Now king of Atlantis as well as a father to Arthur Jr — the water-controlling Mera has become his wife, too, but that doesn't mean that Amber Heard (The Stand) says more than 50 words — the half-human, half-Atlantean best-known as Aquaman has another tussle with pirate David Kane to face. Bumped up to chief baddie, Black Manta is aided by dark magic manifested in the black trident, as found by a marine biologist (Randall Park, Totally Killer) who's endeavouring to prove that Atlantis exists. Aquaman and the Lost Kingdom's evil threat is also climate change, as exacerbated by its nefarious enemy on his vengeance mission after the events of the first movie. With the human and undersea realms alike beginning to boil, only Aquaman teaming up with Orm will give the planet a chance to survive.
Pairing Momoa and Wilson odd-couple comedy-style like they're Hobbs and Shaw would've been one of Aquaman and the Lost Kingdom's best moves if the material was up to it. Their escapade amid the foliage on a volcanic South Pacific island — where the film wants to be a tropical creature feature, and also a Journey to the Centre of the Earth- and Jumanji-esque jaunt — is certainly the most promising visually. But here as across the entire flick, relying upon Momoa's charm to do the heavy lifting appears to be the number-one approach.
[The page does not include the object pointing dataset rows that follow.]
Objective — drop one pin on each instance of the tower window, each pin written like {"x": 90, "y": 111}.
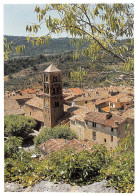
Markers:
{"x": 94, "y": 135}
{"x": 56, "y": 104}
{"x": 57, "y": 90}
{"x": 55, "y": 79}
{"x": 53, "y": 90}
{"x": 94, "y": 124}
{"x": 112, "y": 129}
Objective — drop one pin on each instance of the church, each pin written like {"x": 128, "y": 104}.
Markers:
{"x": 48, "y": 110}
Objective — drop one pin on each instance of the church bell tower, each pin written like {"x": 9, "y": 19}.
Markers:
{"x": 53, "y": 98}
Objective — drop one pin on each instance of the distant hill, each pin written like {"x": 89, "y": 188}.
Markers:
{"x": 55, "y": 46}
{"x": 26, "y": 70}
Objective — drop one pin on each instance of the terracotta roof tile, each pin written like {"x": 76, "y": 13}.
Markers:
{"x": 11, "y": 106}
{"x": 76, "y": 91}
{"x": 52, "y": 68}
{"x": 60, "y": 144}
{"x": 35, "y": 102}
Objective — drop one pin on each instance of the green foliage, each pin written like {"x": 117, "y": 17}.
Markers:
{"x": 85, "y": 167}
{"x": 80, "y": 20}
{"x": 78, "y": 75}
{"x": 11, "y": 146}
{"x": 63, "y": 132}
{"x": 76, "y": 167}
{"x": 67, "y": 165}
{"x": 18, "y": 125}
{"x": 120, "y": 168}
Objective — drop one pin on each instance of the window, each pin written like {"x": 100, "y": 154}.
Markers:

In some pictures with some stars, that can work. Rom-com Anyone But You manages it thanks to Sydney Sweeney (Reality) and Glen Powell (Top Gun: Maverick), for instance. In Aquaman, Momoa had a mischievous ball and was a delight to watch. What everyone involved in Aquaman and the Lost Kingdom hasn't factored in is that this version of Arthur has swapped underdog roguishness for the overblown kind.
Momoa remains visibly enthusiastic as the wettest of the DCEU's world-saving cohort, but Aquaman's cockiness is laid on as thickly as a kelp forest. Although there's no doubting that the movie's star can handle the part, it's a less-engaging, more one-note turn than his last jump into this ocean, and sells him short. Momoa commits, though, with the kind of gusto that Aquaman and the Lost Kingdom lacks virtually everywhere else. What happens when a film that clearly wants to be as ridiculous as it can be, or as dark, clashes with staying within the genre's routine lane? This shipwreck, which ends the franchise it's in and the saga's busiest year — after Shazam! Fury of the Gods, The Flash and Blue Beetle — with one of its worst entries. At least it didn't have to worry about setting up sequels or connecting to other DCEU fare, aka a welcome lifeboat.